Annan is an object of undeserved worship, and the way to treat objects of undeserved worship is to blow raspberries at them. This Bounty Bar makes a fine raspberry. I make that three incompatible metaphors. Salutations to Photoshop, and to Normblog for the link.

May 03, 2004
Monday
 
 
Kofi Annan – ignoble object of unearned worship
Brian Micklethwait (London)  African affairs • International affairs

Kofi Annan has perfected the Holy Man style of public performance. He speaks very quietly, in that exquisitely enunciated African accent, and people just take if for granted that he is a Good Man and a Good Thing. But Per Ahlmark (linked to by Instapundit) shows him to be a less than perfect human being. He describes the inaction and treachery of the UN, as lead by Annan, in first promising, and then failing, to protect the Bosnian Muslims from the Serbs. But, he continues:

No one should be surprised by the UN's inaction, because only the year before it had demonstrated utter incompetence in facing the fastest genocide in history – the slaughter of 800,000 Tutsis and moderate Hutus in Rwanda in just 100 days. UN forces in Rwanda in 1994 were Annan's responsibility before and during the crisis.

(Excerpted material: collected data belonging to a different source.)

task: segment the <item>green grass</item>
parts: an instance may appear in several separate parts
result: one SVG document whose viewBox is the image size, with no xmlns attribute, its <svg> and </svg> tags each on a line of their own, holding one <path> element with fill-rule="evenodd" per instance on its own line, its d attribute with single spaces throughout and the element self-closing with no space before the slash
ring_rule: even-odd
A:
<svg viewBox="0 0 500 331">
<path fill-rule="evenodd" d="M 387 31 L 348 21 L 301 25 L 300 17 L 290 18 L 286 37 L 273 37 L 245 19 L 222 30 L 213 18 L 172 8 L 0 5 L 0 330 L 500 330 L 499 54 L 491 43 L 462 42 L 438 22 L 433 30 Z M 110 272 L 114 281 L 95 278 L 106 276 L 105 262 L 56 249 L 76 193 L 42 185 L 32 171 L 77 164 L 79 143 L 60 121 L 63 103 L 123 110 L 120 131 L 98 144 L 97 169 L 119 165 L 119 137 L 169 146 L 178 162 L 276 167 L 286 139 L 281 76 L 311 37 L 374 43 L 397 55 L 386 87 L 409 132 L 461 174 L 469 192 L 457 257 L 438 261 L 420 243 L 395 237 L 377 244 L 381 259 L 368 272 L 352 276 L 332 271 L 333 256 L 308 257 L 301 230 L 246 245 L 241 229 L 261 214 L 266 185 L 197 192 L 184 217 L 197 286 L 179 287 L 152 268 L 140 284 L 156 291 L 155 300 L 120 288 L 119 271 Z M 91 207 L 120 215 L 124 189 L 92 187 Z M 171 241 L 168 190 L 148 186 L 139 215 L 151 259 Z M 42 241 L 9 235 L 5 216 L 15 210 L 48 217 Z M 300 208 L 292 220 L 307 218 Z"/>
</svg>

Annan was alerted four months before Hutu activists began their mass killings by a fax message from Romeo Dallaire, the Canadian general commanding UN forces in Rwanda. Dallaire described in detail how the Hutus were planning "anti-Tutsi extermination". He identified his source "a Hutu" and reported that arms were ready for the impending ethnic cleansing.

Dallaire requested permission to evacuate his informant and to seize the arms cache. Annan rejected both demands, proposing that Dallaire make the informant's identity known to Rwandan president Juvenal Habyarimana, a Hutu, even though the informant had expressly named the president's closest entourage as the authors of the genocide blueprint.

This is the man who is being seriously proposed as the next ruler of Iraq, because he would be an improvement.

Annan, Ahlmark makes clear, is an object of religious worship, a human repository of millenarian hopes, rather than a man who has earned the adoration he basks in.

A similar error of false adoration was made by the more elderly admirers of Kofi Annan, when younger, with that other African Holy Man of severe actual unholiness, Julius Nyerere. As with Nyerere, it is hard to tell what proportion of Annan's catastrophic blunders to attribute to sheer stupidity, and how much to actual wickedness. I suspect a combination of the two in the form of a murderously stubborn stupidity, which combines intellectual mediocrity with an immoral unwillingness to admit to error, possibly all floating in the same delusions as those that engulf the minds of his worshippers, but perhaps caused by mere vanity.

Robert Mugabe is another such. Although, having a slightly more severe and steely public persona, he is more readily identified as the mass murderer that he is. He should have gone to RADA. At the very least he should lose the Hitler moustache.

The vision Kofi Annan personifies with such theatrical precision is that of a single, infinitely benign World State, which will cure all ills, correct all injustices, right all wrongs, and put down the mighty from their seats. Allelujah. Especially those horrid Americans. That this same man might be an ill, a perpetrator of injustice, a wrongdoer and far too mighty one, and that the vision he personifies might be a road to ruin of our entire species, starting with its poorest and most unfortunate, and that those ghastly Americans may in fact be energetically rescuing the human race from a great and self-sacrificial folly with no good purpose to it whatever, is a thought that is simply not bearable to the World Statists. So they caste it aside. Mere evidence has nothing to do with it. To cease from the worship of Kofi would mean changing their entire way of thinking and believing and feeling, and that they will not do, no matter how much blood soaks their altar.